Re: Relation bulk write facility

From: Andrey Borodin <x4mmm(at)yandex-team(dot)ru>
To: Andres Freund <andres(at)anarazel(dot)de>
Cc: Heikki Linnakangas <hlinnaka(at)iki(dot)fi>, pgsql-hackers <pgsql-hackers(at)postgresql(dot)org>, Melanie Plageman <melanieplageman(at)gmail(dot)com>
Subject: Re: Relation bulk write facility
Date: 2026-07-01 14:18:12
Message-ID: 789656F9-C573-474B-8C44-56FCCC16A8D3@yandex-team.ru
Views: Whole Thread | Raw Message | Download mbox | Resend email
Thread:
Lists: pgsql-hackers

Hi Andres,

On 2023-11-19, Andres Freund wrote:
> One thing I'd like to use the centralized handling for is to track
> such writes in pg_stat_io. I don't mean as part of the initial patch,
> just that that's another reason I like the facility.

Coming back to this idea. Today the writes that build new relation
storage through bulk_write.c - a CREATE INDEX, a CLUSTER / VACUUM FULL
heap rewrite, ALTER TABLE SET TABLESPACE - go straight to smgrextend() /
smgrwrite() and never show up in pg_stat_io.
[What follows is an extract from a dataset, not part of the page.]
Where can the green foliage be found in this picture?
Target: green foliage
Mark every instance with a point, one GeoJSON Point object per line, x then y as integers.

So a plain CREATE INDEX on
a large table can write gigabytes that are completely invisible there.
The nearest trace is the fsync, and even that is partial: in the common
case the sync is deferred and the checkpointer's fsync shows up under
the normal context (attributed to the checkpointer, not to the backend
that did the build); and if a checkpoint runs concurrently the backend
does smgrimmedsync() instead, which is not counted anywhere at all.

This was foreseen while pg_stat_io was being built: the io_object column
was added to "pave the way for bypass IO" [0], and counting such writes
was deliberately deferred to a future central point (the smgr
wrappers discussed back then, later was implemented as Heikki's bulk
write facility). bulk_write.c now is exactly that point.

PFA a patch that does what was planned: it accounts for those writes
and extends from the one central place, smgr_bulk_flush(), in a new
IOCONTEXT_BYPASS context. The fsync path is left untouched (more on that
in point 3 below).

A few points open for discussion:

1. The context name. I went with "bypass", matching the language already
used in the docs ("bypasses shared buffers") and in this thread. It
also keeps it clearly apart from the strategy-ring "bulkwrite"
(BAS_BULKWRITE), which is a different thing. I am not attached to the
name, so other suggestions are welcome.

2. Scope. This patch tracks the write side only. The read side that
also bypasses shared buffers (e.g. the smgrread() in
RelationCopyStorage for a tablespace move) stays untracked; I left it
out to keep the first cut small, but it could be added the same way.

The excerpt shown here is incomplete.